Tuttavia lo scenario potrebbe essere più articolato, caratterizzato, più che da fusioni e acquisizioni, da accordi di licenza, come anticipato nel corso della JP Morgan Healthcare di gennaio.

Nel 2021 le aziende hanno avuto la possibilità di raggiungere accordi di M&A a livelli mai visti dal 2014, con 1,2 trilioni di dollari a disposizione. Tuttavia, valutazioni alte e problemi sui prezzi hanno inciso pesantemente su questo fronte.

Ma ora le valutazioni delle biotech stanno scendendo; il ‘deficit di innovazione’ –  previsto tra le aziende farmaceutiche nei prossimi anni – oltre alle attese perdite di brevetti potrebbero portare le pharma a considerare un maggior numero di accordi.
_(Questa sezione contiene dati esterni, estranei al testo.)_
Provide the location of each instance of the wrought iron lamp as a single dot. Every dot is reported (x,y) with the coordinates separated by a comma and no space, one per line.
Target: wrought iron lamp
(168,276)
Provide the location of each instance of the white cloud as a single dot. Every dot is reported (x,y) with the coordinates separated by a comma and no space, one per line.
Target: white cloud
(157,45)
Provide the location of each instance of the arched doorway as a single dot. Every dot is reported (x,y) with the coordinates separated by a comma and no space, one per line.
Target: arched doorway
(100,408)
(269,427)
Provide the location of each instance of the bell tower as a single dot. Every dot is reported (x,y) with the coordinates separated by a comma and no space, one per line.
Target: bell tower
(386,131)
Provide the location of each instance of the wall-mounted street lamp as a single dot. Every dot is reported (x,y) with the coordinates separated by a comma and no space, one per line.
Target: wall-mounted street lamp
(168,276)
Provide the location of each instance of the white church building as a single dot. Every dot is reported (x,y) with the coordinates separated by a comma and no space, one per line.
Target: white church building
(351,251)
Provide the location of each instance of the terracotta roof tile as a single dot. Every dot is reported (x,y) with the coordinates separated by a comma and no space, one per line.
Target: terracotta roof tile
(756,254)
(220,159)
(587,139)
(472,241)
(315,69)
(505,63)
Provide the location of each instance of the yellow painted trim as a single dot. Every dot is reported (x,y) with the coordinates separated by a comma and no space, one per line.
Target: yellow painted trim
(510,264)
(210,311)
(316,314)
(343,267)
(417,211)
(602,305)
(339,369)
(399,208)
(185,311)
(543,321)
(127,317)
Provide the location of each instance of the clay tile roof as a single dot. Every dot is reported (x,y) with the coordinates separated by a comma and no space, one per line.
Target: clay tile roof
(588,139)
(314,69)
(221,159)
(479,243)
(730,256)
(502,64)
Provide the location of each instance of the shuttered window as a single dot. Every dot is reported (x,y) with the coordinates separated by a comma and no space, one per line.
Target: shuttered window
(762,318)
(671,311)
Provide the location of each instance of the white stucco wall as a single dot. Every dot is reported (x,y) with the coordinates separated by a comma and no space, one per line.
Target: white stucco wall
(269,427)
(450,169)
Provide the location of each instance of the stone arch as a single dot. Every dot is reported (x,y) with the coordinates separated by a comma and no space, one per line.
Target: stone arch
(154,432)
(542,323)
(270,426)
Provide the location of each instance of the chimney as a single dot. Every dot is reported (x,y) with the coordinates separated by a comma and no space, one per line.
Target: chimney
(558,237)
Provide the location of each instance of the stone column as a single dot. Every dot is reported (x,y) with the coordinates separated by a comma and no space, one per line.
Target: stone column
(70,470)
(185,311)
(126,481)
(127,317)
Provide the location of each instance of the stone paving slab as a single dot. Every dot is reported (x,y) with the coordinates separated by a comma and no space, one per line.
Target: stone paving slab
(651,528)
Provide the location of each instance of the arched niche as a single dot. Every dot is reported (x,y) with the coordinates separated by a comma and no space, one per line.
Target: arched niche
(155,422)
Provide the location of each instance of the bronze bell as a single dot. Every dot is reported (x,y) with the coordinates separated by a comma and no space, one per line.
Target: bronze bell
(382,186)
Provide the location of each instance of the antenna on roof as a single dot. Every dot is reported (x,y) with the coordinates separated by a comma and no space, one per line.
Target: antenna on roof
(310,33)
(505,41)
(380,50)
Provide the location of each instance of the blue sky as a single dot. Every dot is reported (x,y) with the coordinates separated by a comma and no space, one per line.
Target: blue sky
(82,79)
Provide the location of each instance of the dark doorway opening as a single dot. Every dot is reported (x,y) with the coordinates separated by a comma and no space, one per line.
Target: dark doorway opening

Soprattutto la prospettiva a lungo termine della diminuzione dell’innovazione interna potrebbe spingere le aziende farmaceutiche a cercare accordi nel settore biotech per colmare i buchi nelle pipeline dal 2024 in poi.

Secondo gli esperti, tutte le più grandi aziende farmaceutiche potrebbe concludere, quest’anno, accordi dal valore di oltre 50 milioni di dollari. Un ritorno al periodo delle megafusioni, come quelle di BMS/Celgene e di AbbVie/Allergan, non appare una prospettiva remota.